Republicans are at war with America. Do Democrats know?
Democrats are reactive, not proactive. They don’t think outside the box. They built the box.
That’s what provoked an exasperated Anand Giridharadas to tell Ruth Ben-Ghiat in a livestream last Monday, “I just feel so profoundly undefended right now by the well-meaning people [meaning the Democratic Party and people with small D democratic values in “the big powerful press”]. And even more pointedly, “I feel so fucking undefended by these people. Like what are they doing, any of them?”
I watched most of the DNC’s 12-1/2 hour winter meeting days earlier. Most of the speeches were dispiriting. They could have been written 30 years ago. Members said what they what they were expected to say as good lefties, what they learned to say years earlier then stopped learning. However idealistic they started out, by the time many Democrats go from being enthusiastic interns or staffers to institutionalized players, they have imperceptibly “become the kind of politicians people love to hate. And once they achieve power, they’re not leaving. You see that in the faces of those still there after decades.”
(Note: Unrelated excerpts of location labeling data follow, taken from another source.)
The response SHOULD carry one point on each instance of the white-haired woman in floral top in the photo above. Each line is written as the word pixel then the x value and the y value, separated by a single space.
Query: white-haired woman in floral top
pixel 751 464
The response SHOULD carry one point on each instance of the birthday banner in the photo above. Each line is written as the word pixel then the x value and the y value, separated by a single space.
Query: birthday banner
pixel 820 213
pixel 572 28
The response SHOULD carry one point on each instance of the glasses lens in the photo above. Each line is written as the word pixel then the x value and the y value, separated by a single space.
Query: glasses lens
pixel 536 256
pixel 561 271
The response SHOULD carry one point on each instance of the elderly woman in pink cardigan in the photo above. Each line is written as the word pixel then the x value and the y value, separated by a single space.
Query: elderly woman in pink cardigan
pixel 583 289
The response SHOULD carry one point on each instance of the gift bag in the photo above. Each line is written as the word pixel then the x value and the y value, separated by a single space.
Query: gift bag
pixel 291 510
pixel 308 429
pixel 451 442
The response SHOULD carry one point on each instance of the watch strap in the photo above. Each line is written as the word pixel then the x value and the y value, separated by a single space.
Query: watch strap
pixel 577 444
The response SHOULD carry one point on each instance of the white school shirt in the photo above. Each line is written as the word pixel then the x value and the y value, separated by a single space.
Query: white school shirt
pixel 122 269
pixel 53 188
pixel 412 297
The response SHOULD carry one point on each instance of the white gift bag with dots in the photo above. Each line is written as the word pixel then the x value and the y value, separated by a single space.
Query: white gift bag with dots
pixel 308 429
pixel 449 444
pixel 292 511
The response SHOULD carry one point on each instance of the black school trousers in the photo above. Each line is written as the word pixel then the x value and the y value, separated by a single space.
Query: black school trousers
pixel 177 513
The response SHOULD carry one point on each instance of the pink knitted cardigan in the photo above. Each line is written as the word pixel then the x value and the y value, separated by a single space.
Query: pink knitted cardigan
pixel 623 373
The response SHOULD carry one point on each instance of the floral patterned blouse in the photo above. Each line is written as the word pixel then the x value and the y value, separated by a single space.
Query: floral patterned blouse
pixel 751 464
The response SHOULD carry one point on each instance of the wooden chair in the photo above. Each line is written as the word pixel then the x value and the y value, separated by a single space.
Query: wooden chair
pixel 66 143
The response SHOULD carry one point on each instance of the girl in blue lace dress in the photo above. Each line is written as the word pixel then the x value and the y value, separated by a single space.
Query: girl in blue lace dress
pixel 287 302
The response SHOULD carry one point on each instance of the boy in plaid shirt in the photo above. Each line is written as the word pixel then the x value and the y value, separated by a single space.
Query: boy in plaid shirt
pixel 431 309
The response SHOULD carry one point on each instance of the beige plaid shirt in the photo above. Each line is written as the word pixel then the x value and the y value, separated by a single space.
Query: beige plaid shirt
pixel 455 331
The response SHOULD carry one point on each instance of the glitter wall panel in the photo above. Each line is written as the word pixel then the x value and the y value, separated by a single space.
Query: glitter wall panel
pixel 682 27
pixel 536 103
Part of that enculturation makes them not only reactive but boring. That’s especially awful in a period in which attention is the coin of the realm. Michael Tomasky hears it from others: “They’re weak. They’re divided. They’re letting themselves get steamrolled.” It’s the wrong headspace for the times:
The truth is simple: Far too many Democrats don’t want to think of themselves as fighters. This is a self-conception that has some deep historical roots; but far more importantly, it’s a potentially self-fulfilling prophecy of passivity that will have grave consequences for tens of millions of Americans, and for the Constitution and the republic, if they don’t get over this fast and come to terms with the reality they are in.
[…]
Movement conservatives had a vanguardist mentality—they were insurrectionists assaulting the liberal establishment’s castle. Newt Gingrich embodied and advanced this outlook more than anyone. The outlook set in train a dynamic that still holds true today: Conservatives are disruptors who constantly question the status quo; liberals are defenders of the existing order.
Boring.
So I ask you: Who’s more interesting to your average person? Disruptors, of course. And who likes the existing order? Practically no one, at any time, ever. Trump and Elon Musk are the biggest disruptors arguably in the entire history of the country. Biden was about as conspicuous an order-defender as exists—and Kamala Harris became such by extension, since vice presidents can’t walk too far outside the footprints left by their presidents. That’s another one of those “established order” rules, by the way.
None of this is about policy, Tomasky writes. Democratic ballot initiatives pass regularly. Democrats themselves are less popular.
Most speeches at the DNC meeting were predictable and stale. There are Democrats in Congress who are exceptions, naturally. The AOCs and Jasmine Crocketts and Max Frosts. They tend to be Millennials or younger and more comfortable on a podcast than behind a lectern. They possess skills necessary to fight a war for attention. For all their experience, the Democrats’ gerontocracy is bringing 20th-century knives to a 21st-century gun fight. Too many learned politics in the 1980s. Even if they could learn new tricks, they’re not the ones to bring it now. People on social media last week asked Chuck Schumer to please not lead chants anymore. It’s a public embarrassment, and he doesn’t know it.
I just don’t even know what to say anymore when I see this kind of stuff. Is it Saturday Night Live or real life? Does anyone really think this is the future of the country? This is the only alternative to Trump’s America? It’s just so depressing. https://t.co/5qJihgREAt
— Tim Ryan (@TimRyan) February 5, 2025
But even Tomasky’s prescription for Democrats reflects his age (64). Remarking on the predations of Project 2025, Tomasky suggests, “How about a weekly press conference, Chuck Schumer and Hakeem Jeffries, bringing the public up to speed on this?” <yawn>
In Idiocracy (2006), an America 500 years into the future has fallen into cultural decline. The president is a former professional wrestler. We’re not there just yet. Ours is a former professional wrestling “owner.” He knows how to capture and hold attention. Democrats hold press conferences.
Musk-Trump and the Project 2025 wrecking crew are waging war on the republic. Some are bent on creating a Christian theocracy. Others mean to extract wealth the way private equity wrings the life out of companies acquired through leveraged buyouts. Others like Musk and Trump are drunk on power and out for revenge.
On this, Tomasky and I agree:
[Democrats] need to think of themselves as going to war, because it’s sure clear that their opponents think this is war. And not for the sake of scoring political points—they need to do it for the sake of the tens of millions of Americans upon whom Trump and MAGA actively want to impose suffering. They are counting on Democrats as never before to fight for their rights and defend our laws. If that can’t rouse them, they’ve forgotten what their job is.
And those Americans feel pretty fucking undefended right now.